Posted by Matt Rigling and Susie Wirtanen | Big Data, Statistical Analysis

Due to the massive computational requirements of analyzing big data, trying to find the best approach to big data projects can be a daunting task for most individuals. At EmployStats, our team of experts utilize top of the line data systems and software to seamlessly analyze big data and provide our clients with high quality analysis as efficiently as possible.

- The general approach for big data analytics begins with fully understanding the data provided as a whole. Not only must the variable fields in the data be identified, but one must also understand what these variables represent and determine what values are reasonable for each variable in the data set.
- Next, the data must be cleaned and reorganized into the clearest format, ensuring that data values are not missing and are within reasonable ranges of certainty. As the size of the data increases, the amount of work necessary to clean the data increases. In larger datasets there are more individual components which are typically dependent on each other, therefore it is necessary to write computer programs to evaluate the accuracy of the data.

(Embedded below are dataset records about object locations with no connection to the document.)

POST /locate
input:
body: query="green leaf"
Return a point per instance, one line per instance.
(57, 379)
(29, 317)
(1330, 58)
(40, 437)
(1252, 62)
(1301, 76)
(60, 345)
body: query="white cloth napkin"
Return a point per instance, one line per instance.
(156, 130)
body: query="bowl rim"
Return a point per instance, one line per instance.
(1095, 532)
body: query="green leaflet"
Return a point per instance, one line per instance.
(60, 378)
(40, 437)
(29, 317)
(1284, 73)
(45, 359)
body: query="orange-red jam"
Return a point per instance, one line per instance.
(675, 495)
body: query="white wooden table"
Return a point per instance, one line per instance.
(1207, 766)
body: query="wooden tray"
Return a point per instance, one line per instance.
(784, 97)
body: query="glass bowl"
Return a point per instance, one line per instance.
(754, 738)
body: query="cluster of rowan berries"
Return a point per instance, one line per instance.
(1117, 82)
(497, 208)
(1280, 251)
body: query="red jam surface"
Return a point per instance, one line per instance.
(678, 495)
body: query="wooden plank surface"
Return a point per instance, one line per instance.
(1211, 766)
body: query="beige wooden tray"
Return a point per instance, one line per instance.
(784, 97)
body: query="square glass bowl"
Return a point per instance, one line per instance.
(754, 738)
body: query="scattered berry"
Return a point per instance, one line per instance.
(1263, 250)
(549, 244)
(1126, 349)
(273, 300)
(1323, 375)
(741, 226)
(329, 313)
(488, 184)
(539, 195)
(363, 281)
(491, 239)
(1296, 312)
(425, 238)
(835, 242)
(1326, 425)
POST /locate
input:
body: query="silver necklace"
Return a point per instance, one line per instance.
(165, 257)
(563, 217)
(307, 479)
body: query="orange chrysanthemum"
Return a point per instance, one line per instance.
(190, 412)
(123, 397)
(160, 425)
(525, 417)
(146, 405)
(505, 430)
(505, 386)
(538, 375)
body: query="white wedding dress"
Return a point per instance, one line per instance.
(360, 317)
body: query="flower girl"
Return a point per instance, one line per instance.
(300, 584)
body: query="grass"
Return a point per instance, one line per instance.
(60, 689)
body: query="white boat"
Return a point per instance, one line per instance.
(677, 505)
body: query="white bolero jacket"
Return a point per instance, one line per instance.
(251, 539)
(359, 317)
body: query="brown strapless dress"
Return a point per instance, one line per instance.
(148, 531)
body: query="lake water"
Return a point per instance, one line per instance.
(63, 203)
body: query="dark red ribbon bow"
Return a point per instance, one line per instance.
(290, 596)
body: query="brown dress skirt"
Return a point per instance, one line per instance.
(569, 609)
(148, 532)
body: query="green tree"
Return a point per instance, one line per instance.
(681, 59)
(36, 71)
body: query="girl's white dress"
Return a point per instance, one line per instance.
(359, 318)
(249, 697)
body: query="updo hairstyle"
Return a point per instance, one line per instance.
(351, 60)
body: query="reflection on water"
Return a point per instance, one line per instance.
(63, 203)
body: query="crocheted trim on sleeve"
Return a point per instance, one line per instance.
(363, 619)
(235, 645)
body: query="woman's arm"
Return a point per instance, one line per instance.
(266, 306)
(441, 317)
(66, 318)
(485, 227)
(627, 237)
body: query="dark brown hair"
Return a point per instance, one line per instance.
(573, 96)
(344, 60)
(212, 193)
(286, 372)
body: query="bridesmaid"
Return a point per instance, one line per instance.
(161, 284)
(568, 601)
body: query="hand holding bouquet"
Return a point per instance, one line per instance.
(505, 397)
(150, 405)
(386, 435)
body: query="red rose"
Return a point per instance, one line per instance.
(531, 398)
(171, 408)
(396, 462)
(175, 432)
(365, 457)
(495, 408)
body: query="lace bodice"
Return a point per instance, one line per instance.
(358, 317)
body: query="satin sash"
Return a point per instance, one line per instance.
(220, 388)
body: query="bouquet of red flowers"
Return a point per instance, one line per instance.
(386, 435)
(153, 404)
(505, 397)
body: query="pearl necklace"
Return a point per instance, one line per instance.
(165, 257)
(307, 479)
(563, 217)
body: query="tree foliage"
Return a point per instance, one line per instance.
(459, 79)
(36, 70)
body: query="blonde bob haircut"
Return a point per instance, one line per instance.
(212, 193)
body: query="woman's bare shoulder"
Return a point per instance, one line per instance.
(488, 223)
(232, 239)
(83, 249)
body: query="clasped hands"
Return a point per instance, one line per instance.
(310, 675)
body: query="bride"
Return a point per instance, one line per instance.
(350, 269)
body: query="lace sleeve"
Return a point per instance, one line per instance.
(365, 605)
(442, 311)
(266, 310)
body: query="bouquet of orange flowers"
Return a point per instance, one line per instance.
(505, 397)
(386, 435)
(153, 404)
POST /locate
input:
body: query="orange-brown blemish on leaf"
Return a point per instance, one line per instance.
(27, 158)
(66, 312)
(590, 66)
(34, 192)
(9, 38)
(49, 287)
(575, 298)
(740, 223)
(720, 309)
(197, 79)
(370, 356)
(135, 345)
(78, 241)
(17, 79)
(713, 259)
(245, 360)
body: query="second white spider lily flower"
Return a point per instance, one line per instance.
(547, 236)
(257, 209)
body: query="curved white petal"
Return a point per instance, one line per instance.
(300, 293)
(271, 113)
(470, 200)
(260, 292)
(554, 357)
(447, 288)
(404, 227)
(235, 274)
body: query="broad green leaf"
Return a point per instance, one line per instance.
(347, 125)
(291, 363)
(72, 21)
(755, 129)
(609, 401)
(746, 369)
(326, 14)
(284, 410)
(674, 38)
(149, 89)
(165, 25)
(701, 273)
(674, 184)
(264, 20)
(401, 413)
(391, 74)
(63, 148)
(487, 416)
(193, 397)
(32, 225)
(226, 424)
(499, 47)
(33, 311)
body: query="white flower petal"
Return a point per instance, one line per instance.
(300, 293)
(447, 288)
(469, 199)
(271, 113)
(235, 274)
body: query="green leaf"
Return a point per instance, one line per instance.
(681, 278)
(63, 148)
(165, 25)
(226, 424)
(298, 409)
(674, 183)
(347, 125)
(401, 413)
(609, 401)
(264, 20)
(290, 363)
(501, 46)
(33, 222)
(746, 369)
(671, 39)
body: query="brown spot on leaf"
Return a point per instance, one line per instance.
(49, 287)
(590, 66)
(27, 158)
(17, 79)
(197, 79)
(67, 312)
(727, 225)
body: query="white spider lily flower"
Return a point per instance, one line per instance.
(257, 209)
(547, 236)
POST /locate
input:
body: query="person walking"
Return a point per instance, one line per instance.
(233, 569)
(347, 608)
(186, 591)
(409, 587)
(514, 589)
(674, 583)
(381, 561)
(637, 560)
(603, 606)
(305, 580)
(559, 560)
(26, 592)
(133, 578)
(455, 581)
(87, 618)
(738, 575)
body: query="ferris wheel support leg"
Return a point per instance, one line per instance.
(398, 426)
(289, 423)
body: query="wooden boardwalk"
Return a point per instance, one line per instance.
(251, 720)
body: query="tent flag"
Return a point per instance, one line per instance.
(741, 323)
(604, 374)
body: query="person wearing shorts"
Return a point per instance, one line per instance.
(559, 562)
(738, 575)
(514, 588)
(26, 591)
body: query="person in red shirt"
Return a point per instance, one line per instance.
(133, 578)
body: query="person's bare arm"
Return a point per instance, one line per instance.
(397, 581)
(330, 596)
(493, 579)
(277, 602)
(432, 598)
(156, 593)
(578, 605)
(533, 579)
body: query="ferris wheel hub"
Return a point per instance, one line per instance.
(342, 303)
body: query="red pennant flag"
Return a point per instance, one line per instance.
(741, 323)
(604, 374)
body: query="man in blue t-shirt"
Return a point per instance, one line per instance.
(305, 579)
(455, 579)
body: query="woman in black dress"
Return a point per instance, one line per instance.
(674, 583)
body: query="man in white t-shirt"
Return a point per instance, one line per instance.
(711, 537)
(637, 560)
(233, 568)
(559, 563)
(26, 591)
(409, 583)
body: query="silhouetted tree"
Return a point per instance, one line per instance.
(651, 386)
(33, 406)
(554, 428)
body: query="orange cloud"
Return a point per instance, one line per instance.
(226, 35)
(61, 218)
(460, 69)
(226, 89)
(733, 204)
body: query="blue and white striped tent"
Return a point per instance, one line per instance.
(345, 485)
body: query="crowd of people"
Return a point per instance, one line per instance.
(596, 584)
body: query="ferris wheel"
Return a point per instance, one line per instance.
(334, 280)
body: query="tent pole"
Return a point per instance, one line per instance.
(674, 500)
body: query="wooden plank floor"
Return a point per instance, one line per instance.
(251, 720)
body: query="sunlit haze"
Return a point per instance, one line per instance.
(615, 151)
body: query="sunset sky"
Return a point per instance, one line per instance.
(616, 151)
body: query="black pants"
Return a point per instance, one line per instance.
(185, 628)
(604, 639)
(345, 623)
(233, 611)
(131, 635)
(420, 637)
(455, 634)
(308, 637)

- Once the entire dataset has been cleaned and properly formatted, one needs to define the question that will be answered with the data. One must look at the data and see how it relates to the question. The questions for big data projects may be related to frequencies, probabilities, economic models, or any number of statistical properties. Whatever it is, one must then process the data in the context of the question at hand.
- Once the answer has been obtained, one must determine that the answer is a strong answer. A delicate answer, or one that would significantly change if the technique of the analysis was altered, is not ideal. The goal of big data analytics is to have a robust answer, and one must try to attack the same question in a number of different ways in order to build confidence in the answer.